Endpoint Security – Detecting and Remediating Threats with EDR

May 2, 2024

| |Tech HubEDR


Adversaries are getting faster at breaching networks and many of today’s security products struggle to keep up with outdated approaches, limited visibility, and are complex and hard to operate.

CrowdStrike’s pioneering Endpoint Security capabilities provide industry-leading prevention, detection, investigation and response to stop breaches, faster.

Our single agent, unified platform delivers up to 75% faster responses with a 6x reduction in security consoles and agents.

Let’s see how it stops an active attack.


A user sits down at his desk and sees a new email in his inbox. It looks like good news since it’s an email letting him know that he’s just been granted additional stock and all he needs to do is to sign the letter and email it back.

Obviously, he’s excited and opens the attached document, which looks innocent enough.

But, what’s actually happening in the background is that it’s establishing a connection to a command and control server hosted by a malicious actor.

We can see it making the connection here.

Now that the adversary has full control of the system, he can continue his attack to fulfill his objectives, be that exfiltrating data, moving laterally, or launching other payloads.

Now, taking a look at the CrowdStrike console, we can see all the detections that CrowdStrike has identified. And here’s the phishing attack we had witnessed earlier.

When CrowdStrike detects an attack, it doesn’t just simply show the file that was blocked. It shows the entire process tree and allows any security investigators to find the origins of the attack.

We can see Outlook had launched a word document which had subsequently launched a few powershell scripts.

We can even see the adversary try to cover their tracks by injecting their process into a notepad.exe.

On the right, it provides details on the attack. For example, here we can see the actual powershell script that was executed during the attack.
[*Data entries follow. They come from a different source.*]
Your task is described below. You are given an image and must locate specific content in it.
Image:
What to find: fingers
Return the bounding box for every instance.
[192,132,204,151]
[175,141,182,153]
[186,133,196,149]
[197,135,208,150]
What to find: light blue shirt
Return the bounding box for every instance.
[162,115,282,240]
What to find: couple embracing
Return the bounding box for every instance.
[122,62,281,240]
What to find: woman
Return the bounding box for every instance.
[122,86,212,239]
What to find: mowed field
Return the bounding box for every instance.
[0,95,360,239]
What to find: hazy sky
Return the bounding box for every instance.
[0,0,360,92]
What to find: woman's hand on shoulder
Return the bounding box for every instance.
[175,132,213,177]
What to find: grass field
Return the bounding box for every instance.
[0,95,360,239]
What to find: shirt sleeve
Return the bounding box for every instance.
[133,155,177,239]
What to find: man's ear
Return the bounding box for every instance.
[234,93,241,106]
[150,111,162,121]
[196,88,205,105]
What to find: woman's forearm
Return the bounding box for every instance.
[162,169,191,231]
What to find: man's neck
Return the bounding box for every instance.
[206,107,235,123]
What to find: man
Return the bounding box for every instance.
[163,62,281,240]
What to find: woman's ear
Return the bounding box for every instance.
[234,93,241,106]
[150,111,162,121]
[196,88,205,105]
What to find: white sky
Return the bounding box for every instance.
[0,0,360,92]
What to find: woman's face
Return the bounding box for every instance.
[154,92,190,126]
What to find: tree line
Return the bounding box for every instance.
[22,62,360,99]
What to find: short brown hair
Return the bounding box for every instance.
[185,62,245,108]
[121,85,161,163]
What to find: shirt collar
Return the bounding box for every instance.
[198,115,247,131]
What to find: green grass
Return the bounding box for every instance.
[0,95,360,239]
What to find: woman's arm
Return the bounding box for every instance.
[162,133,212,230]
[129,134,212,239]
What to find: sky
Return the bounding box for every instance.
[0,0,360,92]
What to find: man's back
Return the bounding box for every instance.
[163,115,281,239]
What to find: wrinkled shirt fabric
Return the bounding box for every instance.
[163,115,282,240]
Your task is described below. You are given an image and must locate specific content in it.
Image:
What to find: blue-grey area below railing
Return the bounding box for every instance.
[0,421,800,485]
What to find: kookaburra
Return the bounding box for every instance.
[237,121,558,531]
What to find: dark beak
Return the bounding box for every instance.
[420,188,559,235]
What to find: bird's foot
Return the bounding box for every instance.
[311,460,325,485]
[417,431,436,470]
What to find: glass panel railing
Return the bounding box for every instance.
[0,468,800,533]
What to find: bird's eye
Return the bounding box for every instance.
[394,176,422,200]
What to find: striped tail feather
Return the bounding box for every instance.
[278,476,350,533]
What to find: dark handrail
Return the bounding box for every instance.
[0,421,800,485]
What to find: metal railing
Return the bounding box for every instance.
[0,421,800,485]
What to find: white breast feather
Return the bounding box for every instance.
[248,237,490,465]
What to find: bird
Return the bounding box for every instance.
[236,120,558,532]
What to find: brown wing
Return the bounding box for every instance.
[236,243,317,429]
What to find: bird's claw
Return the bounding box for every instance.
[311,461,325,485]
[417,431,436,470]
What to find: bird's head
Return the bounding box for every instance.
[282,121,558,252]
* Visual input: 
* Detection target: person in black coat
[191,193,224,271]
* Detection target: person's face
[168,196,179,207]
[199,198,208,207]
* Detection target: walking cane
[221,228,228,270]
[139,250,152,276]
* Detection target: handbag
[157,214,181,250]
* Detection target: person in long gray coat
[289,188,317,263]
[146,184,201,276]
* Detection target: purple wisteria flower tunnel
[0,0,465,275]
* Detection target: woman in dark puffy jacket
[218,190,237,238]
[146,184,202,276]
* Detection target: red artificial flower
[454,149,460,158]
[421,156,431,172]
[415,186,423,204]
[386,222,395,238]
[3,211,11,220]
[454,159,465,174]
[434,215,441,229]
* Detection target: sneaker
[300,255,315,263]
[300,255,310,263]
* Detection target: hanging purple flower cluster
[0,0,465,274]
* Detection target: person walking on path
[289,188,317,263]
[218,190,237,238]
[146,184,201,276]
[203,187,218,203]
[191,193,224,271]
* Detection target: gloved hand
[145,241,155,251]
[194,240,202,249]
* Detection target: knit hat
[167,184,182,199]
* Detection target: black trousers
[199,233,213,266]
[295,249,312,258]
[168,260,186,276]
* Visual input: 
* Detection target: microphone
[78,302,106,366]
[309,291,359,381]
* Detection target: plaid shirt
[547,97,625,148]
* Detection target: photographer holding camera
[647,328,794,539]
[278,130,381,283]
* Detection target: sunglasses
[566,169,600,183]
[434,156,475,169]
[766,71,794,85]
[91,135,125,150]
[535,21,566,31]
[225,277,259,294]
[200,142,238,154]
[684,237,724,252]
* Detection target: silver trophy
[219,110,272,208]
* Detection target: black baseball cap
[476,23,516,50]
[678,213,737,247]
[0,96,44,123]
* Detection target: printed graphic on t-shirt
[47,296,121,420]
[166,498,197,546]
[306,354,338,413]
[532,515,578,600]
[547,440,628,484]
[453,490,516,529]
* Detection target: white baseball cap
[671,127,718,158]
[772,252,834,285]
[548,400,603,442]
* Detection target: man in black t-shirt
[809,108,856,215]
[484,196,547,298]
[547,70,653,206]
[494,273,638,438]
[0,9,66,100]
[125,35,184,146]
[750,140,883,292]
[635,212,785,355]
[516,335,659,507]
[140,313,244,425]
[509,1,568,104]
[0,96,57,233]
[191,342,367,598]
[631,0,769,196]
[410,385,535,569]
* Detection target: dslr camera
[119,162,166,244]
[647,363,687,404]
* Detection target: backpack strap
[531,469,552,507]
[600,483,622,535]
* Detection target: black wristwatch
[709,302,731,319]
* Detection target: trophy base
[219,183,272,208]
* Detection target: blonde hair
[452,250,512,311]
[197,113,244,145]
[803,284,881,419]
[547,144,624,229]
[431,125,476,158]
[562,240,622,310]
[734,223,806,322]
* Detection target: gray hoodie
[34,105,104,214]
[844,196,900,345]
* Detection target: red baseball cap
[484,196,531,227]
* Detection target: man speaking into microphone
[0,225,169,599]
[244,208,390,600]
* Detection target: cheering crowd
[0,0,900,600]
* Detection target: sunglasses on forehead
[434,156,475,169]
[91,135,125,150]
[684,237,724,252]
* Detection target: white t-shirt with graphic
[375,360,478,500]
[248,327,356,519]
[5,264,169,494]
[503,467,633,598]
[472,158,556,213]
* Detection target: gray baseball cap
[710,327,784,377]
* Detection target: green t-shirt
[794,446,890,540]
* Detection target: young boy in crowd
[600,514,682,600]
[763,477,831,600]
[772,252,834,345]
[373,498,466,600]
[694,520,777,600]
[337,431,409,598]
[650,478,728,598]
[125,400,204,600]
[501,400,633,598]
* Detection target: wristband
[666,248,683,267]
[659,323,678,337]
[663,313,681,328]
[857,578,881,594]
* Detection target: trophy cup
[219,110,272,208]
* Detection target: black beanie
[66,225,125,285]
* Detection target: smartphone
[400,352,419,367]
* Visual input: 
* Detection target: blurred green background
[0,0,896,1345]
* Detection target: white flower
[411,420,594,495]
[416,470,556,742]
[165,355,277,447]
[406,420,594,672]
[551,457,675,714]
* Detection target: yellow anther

CrowdStrike has the capability to automatically decoded the Powershell script, but we can see the original encoded powershell command as well.

I also do just want to point out that CrowdStrike could have just blocked the entire attack right away, but that would make for a really short demo. We put it into detect only mode so that we can see the fully captured actions of the adversary.

And here we can also see some commands that were executed after the connection was established.

Here’s some reconnaissance activity and an attempt to delete the volume shadow copy in windows, which is typical right before an adversary executes ransomware.

Now, since these are all strong indicators that the system is compromised, we can “network contain” the system to prevent the attacker from continuing to move laterally.

With the system contained and the immediate danger averted, let’s continue our investigation.

We can see that the adversary also launched an executable file called Paryroll.exe. As we examine the details, we can see that it was quarantined and blocked.

Scrolling down in the details, it shows that it was also sent to the sandbox for analysis. This happens automatically and you can easily access the sandbox report directly from the detection.

The sandbox detonates the malicious payload in a safe environment and provides analysis on its behavior, tactics and techniques, and any additional threat intelligence information available. This can include screenshots and indicators.

Looking at the intelligence tab, we can see the attack was attributed to a malicious actor, Wizard Spider.

CrowdStrike tracks over 200 malicious actors around the world and is able to attribute detections to an actor based on their attack profile.

This adversary focused threat intelligence allows us to better identify attacks and allows you to preemptively deploy countermeasures to stop breaches of your network.

Now under the kill chain tab, this also allows us to see the tradecraft that have been historically used by this actor in their previous attacks.

This shows us things like the malicious services that they use, their crimes as an ecrime organization, their tradecraft, as well as any exploit that they leverage.

These links are actual vulnerabilities that they have used in the past and are currently present in the environment.

If I click on one of these vulnerabilities, it’ll bring me to its current status. It’ll also show me an Exprt ai rating, which uses an AI to determine how critical that vulnerability is based on its prevalence and impact.

This enables you to better understand how critical it is to patch a vulnerability since it also takes into account if the vulnerability is being leveraged out in the wild.

Now, digging deeper into the details, it’ll bring me to a list of systems that are currently impacted. And under remediation details on the right, I have the ability to install the patch directly from the CrowdStrike Falcon console, which simplifies my remediation process if I need to urgently patch systems to prevent an attack from spreading.


At the heart of every cyber attack is a motivated individual or group looking to achieve their objectives, whether it be financial gain or a political statement.

CrowdStrike’s ability to leverage advanced AI to detect and block threats allows you to stop the adversaries in their tracks and prevent breaches.